WASHINGTON, D.C. — The Federal Trade Commission saw a major leadership change this week as Commissioner Melissa Holyoak stepped down to become Interim U.S. Attorney for the District of Utah, even as the agency concluded a significant antitrust case involving a multistate fuel station acquisition.
Holyoak’s final day at the FTC was Nov. 17 after Attorney General Pam Bondi appointed her to the federal prosecutor post. Holyoak, who joined the Commission in March 2024 following a bipartisan confirmation, had been a prominent voice on competition policy, emerging technology issues, children’s online safety, and the limits of agency authority.
FTC Chairman Andrew N. Ferguson praised her departure as both a loss for the Commission and a win for Utah. “Melissa is a woman of keen judgement, deep integrity, and unfailing commitment to the rule of law,” Ferguson said. He added that Holyoak will be “a fearless champion for the people of Utah and for President Trump’s Golden-Age agenda.”
Before joining the FTC, Holyoak served as Utah’s Solicitor General, overseeing major divisions including antitrust, data privacy, constitutional defense, and criminal appeals. She also previously worked in public interest litigation at multiple national organizations and holds both undergraduate and law degrees from the University of Utah.
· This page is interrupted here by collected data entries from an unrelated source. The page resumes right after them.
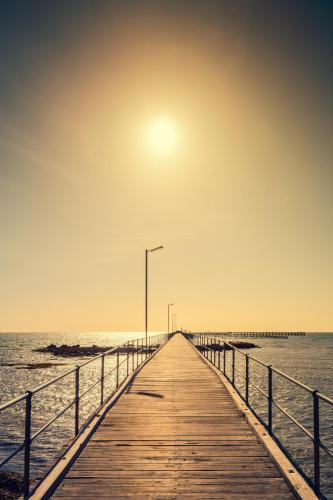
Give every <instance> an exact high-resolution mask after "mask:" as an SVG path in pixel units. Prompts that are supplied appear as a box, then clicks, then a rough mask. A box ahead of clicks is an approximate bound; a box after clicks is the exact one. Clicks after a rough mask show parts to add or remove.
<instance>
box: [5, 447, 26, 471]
mask: <svg viewBox="0 0 333 500" xmlns="http://www.w3.org/2000/svg"><path fill="white" fill-rule="evenodd" d="M23 448H24V443H22V444H21V445H20V446H19V447H18V448H16V450H14V451H13V452H12V453H11V454H10V455H8V456H7V457H6V458H5V459H4V460H3V461H2V462H0V467H2V466H3V465H5V464H6V463H7V462H9V460H11V459H12V458H13V457H15V455H17V454H18V453H20V451H22V450H23Z"/></svg>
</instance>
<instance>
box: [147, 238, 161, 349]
mask: <svg viewBox="0 0 333 500" xmlns="http://www.w3.org/2000/svg"><path fill="white" fill-rule="evenodd" d="M162 248H163V245H160V246H159V247H155V248H151V249H150V250H146V251H145V252H146V294H145V298H146V300H145V313H146V314H145V317H146V318H145V319H146V321H145V322H146V346H147V341H148V254H149V253H152V252H156V250H162Z"/></svg>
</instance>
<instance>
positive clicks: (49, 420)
mask: <svg viewBox="0 0 333 500" xmlns="http://www.w3.org/2000/svg"><path fill="white" fill-rule="evenodd" d="M74 404H75V401H72V402H71V403H70V404H69V405H67V406H66V407H65V408H64V409H62V410H61V412H60V413H58V414H57V415H56V416H55V417H53V418H52V419H51V420H49V421H48V422H47V423H46V424H45V425H43V427H41V428H40V429H39V430H38V431H37V432H35V434H33V436H31V441H33V440H34V439H36V438H37V437H38V436H39V434H41V433H42V432H43V431H45V430H46V429H47V428H48V427H50V425H52V424H53V422H55V421H56V420H57V419H58V418H60V417H61V416H62V415H63V414H64V413H66V411H67V410H69V409H70V408H71V407H72V406H73V405H74Z"/></svg>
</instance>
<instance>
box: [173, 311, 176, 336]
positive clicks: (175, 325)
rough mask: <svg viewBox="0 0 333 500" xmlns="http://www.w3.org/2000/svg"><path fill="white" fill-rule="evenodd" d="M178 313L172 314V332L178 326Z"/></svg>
mask: <svg viewBox="0 0 333 500" xmlns="http://www.w3.org/2000/svg"><path fill="white" fill-rule="evenodd" d="M176 316H177V314H173V315H172V333H173V332H174V331H175V327H176V320H175V318H176Z"/></svg>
Two days after her departure, the FTC finalized a consent order resolving antitrust concerns over Alimentation Couche-Tard’s $1.57 billion purchase of 270 fuel stations from Giant Eagle. Couche-Tard — parent of the Circle K brand — operates more than 7,100 U.S. stores.
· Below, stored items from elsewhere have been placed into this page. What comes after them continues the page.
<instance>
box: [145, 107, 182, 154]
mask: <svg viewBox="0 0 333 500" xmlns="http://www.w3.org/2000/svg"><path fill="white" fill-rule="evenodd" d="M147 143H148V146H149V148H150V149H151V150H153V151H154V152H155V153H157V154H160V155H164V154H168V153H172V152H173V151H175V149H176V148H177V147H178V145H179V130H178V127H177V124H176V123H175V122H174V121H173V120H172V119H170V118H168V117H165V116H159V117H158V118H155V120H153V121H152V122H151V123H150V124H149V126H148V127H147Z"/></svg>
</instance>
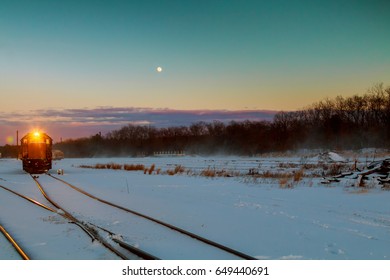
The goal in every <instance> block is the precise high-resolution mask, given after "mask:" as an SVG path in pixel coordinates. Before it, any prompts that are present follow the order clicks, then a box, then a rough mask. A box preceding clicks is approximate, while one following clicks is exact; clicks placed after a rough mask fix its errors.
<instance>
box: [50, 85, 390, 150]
mask: <svg viewBox="0 0 390 280" xmlns="http://www.w3.org/2000/svg"><path fill="white" fill-rule="evenodd" d="M388 139H390V87H387V88H385V87H384V86H383V84H377V85H375V86H373V87H372V88H371V89H369V90H368V91H367V93H366V94H364V95H354V96H351V97H342V96H338V97H336V98H334V99H325V100H322V101H320V102H317V103H314V104H312V105H310V106H308V107H307V108H304V109H302V110H298V111H292V112H279V113H277V114H276V115H275V116H274V119H273V121H271V122H270V121H249V120H247V121H243V122H236V121H231V122H229V123H223V122H220V121H214V122H212V123H206V122H197V123H193V124H191V125H190V126H179V127H168V128H156V127H153V126H135V125H127V126H124V127H122V128H120V129H118V130H114V131H112V132H110V133H108V134H106V135H105V136H101V135H100V134H97V135H94V136H92V137H89V138H83V139H77V140H68V141H65V142H63V143H58V144H56V145H55V147H56V148H58V149H61V150H62V151H63V152H64V153H65V155H66V156H85V157H89V156H120V155H126V156H128V155H131V156H137V155H153V154H155V153H158V152H163V151H168V152H169V151H183V152H184V153H186V154H201V155H212V154H234V155H256V154H261V153H265V152H276V151H286V150H294V149H305V148H307V149H360V148H367V147H377V148H389V147H390V145H389V140H388Z"/></svg>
Regulators concluded the acquisition could weaken price competition in Indiana, Ohio, and Pennsylvania. To preserve market balance, the order requires the divestiture of 35 fuel stations to Majors Management, LLC. The Commission approved the settlement 2–0 following a public comment period.
According to the agency, the divestitures ensure local motorists continue benefiting from competitive fuel pricing in regions where Couche-Tard and Giant Eagle previously competed.
The consent order becomes final immediately, and oversight of the divestitures will continue under FTC supervision.